Fixing a “Failed” worker
Whenever a job fails for the 1st time, the job is deferred at the end of the phase and another job is assigned to that worker.
What If the Job Fails 2nd Time?
- If the run time of the job was < 10 min => the job is deferred at the end of the phase and another job is assigned to that Worker.
- if the run time of the job was >= 10 min => then the job status will be shown as “Failed”.
What If the job fails 3nd time?
If the Job fail third time the job status will be shown as “Failed”.
Review the Worker log information into
Example: adwork001.log name for the worker number 1.
After fixing error, start (if is not already started) AD Controller and to use the option 2 “Tell worker to restart a failed job”.
When prompted we have to specify the worker which must be restarted.
If all the workers are failed, we can type all to restart all Workers.
Restarting a Failed Patch Process
During a patch process (or adadmin process) if a job fails and cannot be restarted, then the patch must be restarted.
Here are the steps for doing this:
- Tell worker to quit (for all workers) => to manually shutdown/ quit the workers
- Tell manager that a worker failed its job
- Tell manager that a worker acknowledges quit => the manager will stop, the AutoPatch will restart the patch
PLEASE NOTE: When the patch will restart all the information in the database about this session must be accurate.

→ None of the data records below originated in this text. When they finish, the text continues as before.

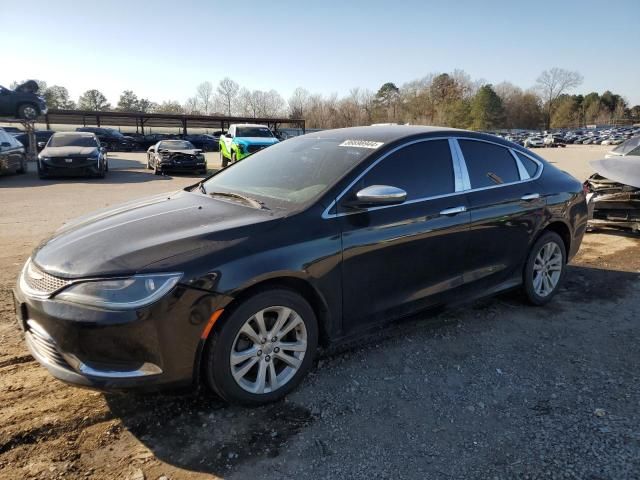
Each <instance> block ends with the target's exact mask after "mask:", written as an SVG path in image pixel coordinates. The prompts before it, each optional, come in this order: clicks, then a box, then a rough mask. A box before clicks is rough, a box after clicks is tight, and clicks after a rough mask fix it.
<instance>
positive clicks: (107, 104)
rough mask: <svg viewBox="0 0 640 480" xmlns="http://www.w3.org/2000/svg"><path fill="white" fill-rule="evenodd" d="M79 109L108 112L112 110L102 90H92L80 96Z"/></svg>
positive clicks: (110, 104)
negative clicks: (105, 111)
mask: <svg viewBox="0 0 640 480" xmlns="http://www.w3.org/2000/svg"><path fill="white" fill-rule="evenodd" d="M78 108H79V109H80V110H91V111H107V110H109V109H110V108H111V104H110V103H109V102H107V97H105V96H104V95H103V94H102V92H101V91H100V90H96V89H92V90H87V91H86V92H84V93H83V94H82V95H80V98H79V99H78Z"/></svg>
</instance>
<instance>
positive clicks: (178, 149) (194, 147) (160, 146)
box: [158, 140, 196, 150]
mask: <svg viewBox="0 0 640 480" xmlns="http://www.w3.org/2000/svg"><path fill="white" fill-rule="evenodd" d="M161 148H166V149H168V150H193V149H194V148H196V147H194V146H193V143H191V142H187V141H185V140H166V141H164V142H160V145H158V149H161Z"/></svg>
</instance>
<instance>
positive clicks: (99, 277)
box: [15, 126, 587, 404]
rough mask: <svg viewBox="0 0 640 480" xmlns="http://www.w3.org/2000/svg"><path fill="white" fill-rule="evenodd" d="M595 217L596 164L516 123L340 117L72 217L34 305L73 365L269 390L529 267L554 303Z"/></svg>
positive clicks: (29, 266)
mask: <svg viewBox="0 0 640 480" xmlns="http://www.w3.org/2000/svg"><path fill="white" fill-rule="evenodd" d="M586 223H587V205H586V202H585V195H584V192H583V189H582V185H581V183H580V182H578V181H577V180H576V179H574V178H573V177H571V176H570V175H568V174H566V173H564V172H562V171H560V170H558V169H557V168H555V167H554V166H553V165H551V164H549V163H547V162H545V161H544V160H543V159H541V158H540V157H539V156H537V155H536V154H534V153H532V152H530V151H528V150H526V149H524V148H522V147H520V146H518V145H515V144H513V143H510V142H507V141H505V140H502V139H498V138H496V137H492V136H489V135H483V134H480V133H476V132H467V131H464V130H453V129H443V128H430V127H409V126H386V127H383V126H378V127H357V128H347V129H340V130H327V131H322V132H319V133H317V134H314V135H306V136H301V137H297V138H292V139H289V140H287V141H286V142H282V143H278V144H276V145H274V146H272V147H270V148H267V149H264V150H262V151H260V152H257V153H256V154H254V155H251V156H249V157H247V158H246V159H244V160H243V161H241V162H238V163H236V164H234V165H232V166H231V167H230V168H227V169H224V170H221V171H220V172H218V173H217V174H215V175H213V176H212V177H210V178H208V179H207V180H203V181H202V182H200V183H198V184H196V185H194V186H193V187H191V188H187V189H185V190H182V191H178V192H174V193H169V194H164V195H156V196H154V197H148V198H144V199H141V200H138V201H134V202H131V203H128V204H125V205H122V206H120V207H117V208H114V209H111V210H107V211H102V212H99V213H96V214H94V215H90V216H87V217H84V218H81V219H79V220H78V221H76V222H73V223H70V224H68V225H67V226H65V227H64V228H63V229H61V230H59V231H58V232H56V234H55V235H54V236H53V237H52V238H50V239H49V240H47V241H45V242H43V243H42V244H41V245H40V246H39V247H38V248H36V250H35V251H34V252H33V254H32V255H31V257H30V259H29V260H28V261H27V263H26V264H25V266H24V268H23V270H22V273H21V274H20V277H19V281H18V285H17V287H16V290H15V298H16V308H17V314H18V320H19V323H20V325H21V327H22V328H23V329H24V330H25V336H26V341H27V345H28V346H29V348H30V349H31V352H32V353H33V355H34V357H35V358H36V359H37V360H38V361H39V362H41V363H42V364H43V365H44V366H45V367H46V368H47V369H49V371H50V372H51V373H52V374H53V375H54V376H56V377H57V378H60V379H62V380H65V381H67V382H71V383H77V384H81V385H88V386H93V387H100V388H107V389H109V388H122V389H124V388H131V387H151V386H153V387H154V388H157V387H159V386H167V385H175V384H189V383H191V382H200V381H202V382H204V383H205V384H206V385H207V386H209V387H210V388H211V389H213V390H214V391H215V392H217V393H218V394H219V395H220V396H222V397H223V398H224V399H226V400H228V401H231V402H241V403H247V404H259V403H264V402H268V401H273V400H276V399H278V398H281V397H282V396H283V395H285V394H286V393H287V392H288V391H290V390H291V389H292V388H294V387H295V385H296V384H298V383H299V382H300V380H301V379H302V378H303V376H304V375H305V374H306V372H307V371H308V370H309V369H310V368H311V366H312V364H313V359H314V355H315V353H316V347H317V345H318V344H319V343H320V344H326V343H327V342H332V341H340V340H344V339H353V338H354V336H355V335H356V334H358V333H360V332H362V331H364V330H371V329H375V328H379V326H380V324H382V323H385V322H388V321H389V320H392V319H397V318H400V317H404V316H407V315H411V314H413V313H415V312H419V311H421V310H423V309H425V308H429V307H435V306H441V305H446V304H449V303H457V302H460V301H468V300H471V299H475V298H478V297H480V296H484V295H489V294H493V293H495V292H498V291H501V290H505V289H509V288H514V287H518V286H523V288H524V291H525V292H526V295H527V297H528V299H529V300H530V301H531V302H532V303H534V304H537V305H540V304H545V303H547V302H548V301H549V300H551V298H552V297H553V296H554V295H555V294H556V292H557V291H558V287H559V285H560V284H561V282H562V278H563V276H564V273H565V265H566V263H567V261H568V260H569V259H571V257H573V256H574V255H575V253H576V252H577V251H578V248H579V246H580V242H581V241H582V237H583V234H584V232H585V228H586Z"/></svg>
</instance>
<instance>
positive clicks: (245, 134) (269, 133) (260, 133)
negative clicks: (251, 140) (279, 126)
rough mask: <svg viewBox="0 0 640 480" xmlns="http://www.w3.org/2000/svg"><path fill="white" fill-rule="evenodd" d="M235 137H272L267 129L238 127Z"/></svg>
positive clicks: (253, 127) (250, 127)
mask: <svg viewBox="0 0 640 480" xmlns="http://www.w3.org/2000/svg"><path fill="white" fill-rule="evenodd" d="M236 136H237V137H273V135H272V134H271V131H270V130H269V129H268V128H267V127H238V129H237V133H236Z"/></svg>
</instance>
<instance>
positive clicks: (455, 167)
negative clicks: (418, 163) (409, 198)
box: [322, 136, 462, 219]
mask: <svg viewBox="0 0 640 480" xmlns="http://www.w3.org/2000/svg"><path fill="white" fill-rule="evenodd" d="M434 140H446V141H447V142H449V152H450V154H451V162H452V164H453V176H454V188H455V189H456V191H454V192H451V193H445V194H442V195H436V196H432V197H423V198H414V199H413V200H408V201H406V202H402V203H401V204H399V205H408V204H411V203H417V202H423V201H425V200H431V199H435V198H443V197H449V196H452V195H458V194H459V193H462V192H461V191H458V190H457V189H458V178H456V168H457V167H456V162H457V161H458V160H456V157H455V154H454V152H453V150H452V149H451V142H450V140H451V137H448V136H447V137H430V138H419V139H416V140H412V141H410V142H407V143H403V144H402V145H398V146H397V147H395V148H393V149H392V150H389V151H388V152H387V153H385V154H384V155H382V156H381V157H380V158H378V159H377V160H376V161H375V162H373V163H372V164H371V165H369V166H368V167H367V168H365V169H364V171H362V172H361V173H360V174H359V175H358V176H357V177H356V178H355V179H353V181H352V182H351V183H349V185H347V186H346V188H344V189H343V190H342V192H340V195H338V196H337V197H336V198H335V199H334V200H333V201H332V202H331V203H330V204H329V206H328V207H327V208H325V209H324V211H323V212H322V218H324V219H328V218H337V217H344V216H346V215H353V214H356V213H361V212H363V211H365V209H363V210H358V211H355V210H354V211H353V212H341V213H338V212H336V213H329V212H330V211H331V209H332V208H334V207H336V206H337V205H338V202H339V201H340V199H341V198H342V197H344V195H345V194H346V193H347V192H348V191H349V190H351V188H352V187H353V186H354V185H355V184H356V183H358V181H359V180H360V179H361V178H362V177H364V176H365V175H366V174H367V173H369V171H370V170H371V169H372V168H373V167H375V166H376V165H378V164H379V163H380V162H381V161H382V160H384V159H385V158H387V157H388V156H389V155H391V154H392V153H395V152H397V151H398V150H400V149H402V148H405V147H408V146H410V145H415V144H416V143H422V142H431V141H434ZM397 206H398V205H381V206H379V207H371V208H367V209H366V211H367V212H369V211H374V210H381V209H383V208H389V207H397Z"/></svg>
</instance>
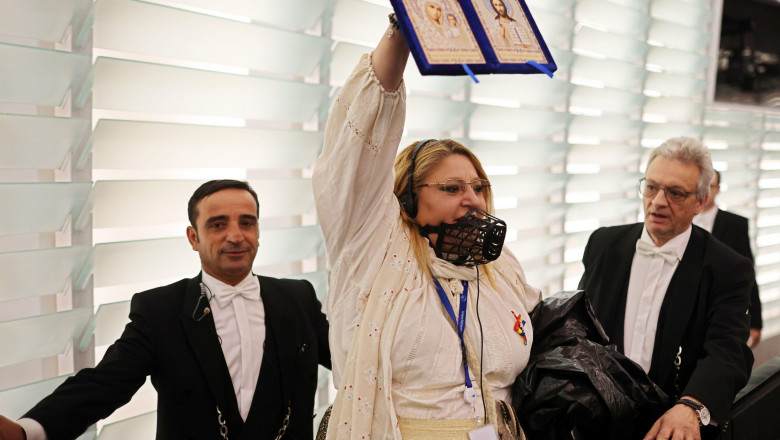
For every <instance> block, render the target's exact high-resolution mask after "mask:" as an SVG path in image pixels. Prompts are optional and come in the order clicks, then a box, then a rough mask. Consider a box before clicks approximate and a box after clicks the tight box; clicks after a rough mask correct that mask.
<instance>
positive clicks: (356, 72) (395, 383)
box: [313, 55, 541, 439]
mask: <svg viewBox="0 0 780 440" xmlns="http://www.w3.org/2000/svg"><path fill="white" fill-rule="evenodd" d="M405 105H406V91H405V86H404V85H403V84H402V85H401V86H400V87H399V89H398V90H396V91H394V92H390V91H387V90H385V89H383V88H382V86H381V84H380V83H379V81H378V79H377V78H376V76H375V75H374V72H373V69H372V67H371V65H370V57H369V56H368V55H364V56H363V58H362V59H361V61H360V63H359V64H358V66H357V67H356V68H355V71H354V72H353V73H352V75H351V76H350V78H349V79H348V81H347V83H346V84H345V85H344V87H343V89H342V90H341V92H340V94H339V96H338V98H337V101H336V103H335V104H334V106H333V108H332V109H331V113H330V115H329V118H328V123H327V127H326V132H325V144H324V147H323V151H322V154H321V156H320V157H319V158H318V160H317V163H316V165H315V169H314V175H313V185H314V195H315V200H316V204H317V212H318V215H319V220H320V223H321V225H322V230H323V233H324V236H325V246H326V251H327V257H328V277H329V289H328V299H327V309H328V318H329V321H330V346H331V356H332V361H333V376H334V384H335V386H336V387H337V389H338V396H337V398H336V402H335V404H334V407H333V413H332V415H331V421H330V427H329V431H328V438H361V435H366V434H371V438H392V437H395V438H397V439H398V438H400V433H399V431H398V429H397V423H396V422H397V419H396V417H397V416H400V417H408V418H423V419H468V418H471V417H473V416H474V409H473V408H472V407H471V405H470V404H467V403H466V402H465V400H464V399H463V390H464V389H465V384H464V381H465V378H464V368H463V364H462V356H461V346H460V341H459V339H458V335H457V333H456V332H455V329H454V327H453V325H452V323H451V319H450V318H449V315H447V312H446V311H445V309H444V307H443V306H442V303H441V300H440V298H439V296H438V294H437V292H436V287H435V284H434V283H432V282H431V281H430V278H429V277H427V276H425V274H424V273H423V272H422V269H421V268H420V267H418V265H417V262H416V260H415V258H414V253H413V252H412V250H411V247H410V246H409V239H408V234H410V233H417V232H416V231H413V232H412V231H409V230H408V229H407V228H406V227H405V226H404V224H403V222H402V221H401V217H400V214H399V212H400V211H399V209H400V208H399V204H398V201H397V199H396V197H395V196H394V194H393V190H392V186H393V166H392V165H393V161H394V159H395V155H396V152H397V150H398V144H399V142H400V139H401V133H402V131H403V124H404V119H405V114H406V109H405ZM431 252H432V251H431ZM432 255H433V253H432ZM432 260H434V267H433V268H432V270H433V273H434V274H436V275H437V278H438V279H439V281H440V282H441V284H442V286H443V287H444V290H445V291H446V292H447V294H448V295H452V298H453V299H452V303H453V304H454V307H453V308H454V310H455V313H456V314H457V313H458V312H457V311H458V301H457V299H456V296H457V294H458V293H460V291H461V290H462V287H461V280H466V281H468V283H469V284H468V312H467V318H466V329H465V335H466V339H467V340H468V341H469V342H470V343H471V347H473V349H474V350H475V353H476V356H477V359H479V352H480V340H481V338H480V324H479V322H478V321H477V314H476V308H475V305H476V299H477V281H476V279H475V275H476V271H475V270H474V268H465V267H456V266H453V265H451V264H449V263H447V262H445V261H443V260H440V259H437V258H435V256H433V258H432ZM492 264H493V267H494V269H495V273H496V274H497V276H494V277H493V283H492V284H491V283H490V282H488V280H487V277H486V276H485V274H484V269H482V272H481V273H480V278H481V279H480V282H479V311H480V316H479V317H480V320H481V325H482V330H483V334H484V337H483V338H482V342H483V344H484V346H483V347H484V354H483V369H484V386H486V387H487V386H489V387H491V388H490V389H491V391H492V395H493V396H492V397H493V398H494V399H504V400H509V398H510V388H511V386H512V384H513V383H514V380H515V377H516V376H517V375H518V374H519V373H520V372H521V371H522V370H523V368H524V367H525V366H526V364H527V362H528V358H529V354H530V349H531V344H532V342H533V331H532V329H531V324H530V319H529V318H528V312H529V311H530V310H531V309H532V308H533V307H534V306H535V305H536V304H537V303H538V302H539V300H540V299H541V294H540V291H539V290H538V289H535V288H532V287H530V286H529V285H527V283H526V281H525V275H524V274H523V270H522V268H521V267H520V264H519V262H518V261H517V259H516V258H515V257H514V256H513V255H512V254H511V252H510V251H509V250H508V249H507V248H504V250H503V253H502V255H501V257H500V258H499V259H498V260H497V261H495V262H494V263H492ZM515 314H520V315H522V319H523V320H524V321H525V322H526V323H525V326H524V330H525V335H526V337H527V344H526V343H525V342H524V340H523V337H522V336H521V335H520V334H518V332H516V331H515V330H514V326H515V322H516V319H515ZM469 371H470V373H471V375H472V382H473V383H474V386H475V388H477V389H479V387H480V384H479V378H475V377H474V368H473V366H471V365H470V366H469ZM478 393H479V391H478ZM478 395H479V394H478ZM476 409H477V412H478V414H479V415H482V411H483V405H482V402H481V399H479V398H478V399H477V407H476ZM337 430H338V432H337V433H334V432H335V431H337ZM366 438H368V437H366Z"/></svg>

How to determine if a process is Hanging or not
- We can check the log file to see if some information is added or not to the log
- We can determine if the worker process is consuming CPU by issuing below
$ ps -eo pcpu,pid,user,args | grep workerid
3.We check if there are any child processes, which are consuming CPU by issuing following command:
$ ps -eo pcpu,pid,ppid,user,args | grep <Parent Process> | grep -v grep
Restarting a Hanging Worker Process
1. kill at the OS level the processes associated with the Hanging Worker
$ kill -9 ProcesssNumber
2. fix the problem
3. Restart the worker (or the job)
Restart an AD utility after a Node Crash
a. Start AD Controller
b. Choose “4. Tell manager that a worker failed its job“
c. Choose “2. Tell worker to restart a failed job“
d. Restart the AD utility that was running when the node
Shutting down the Manager
1. Start AD Controller
2. Choose “3. Tell worker to quit“
3. Verify that no worker processes are running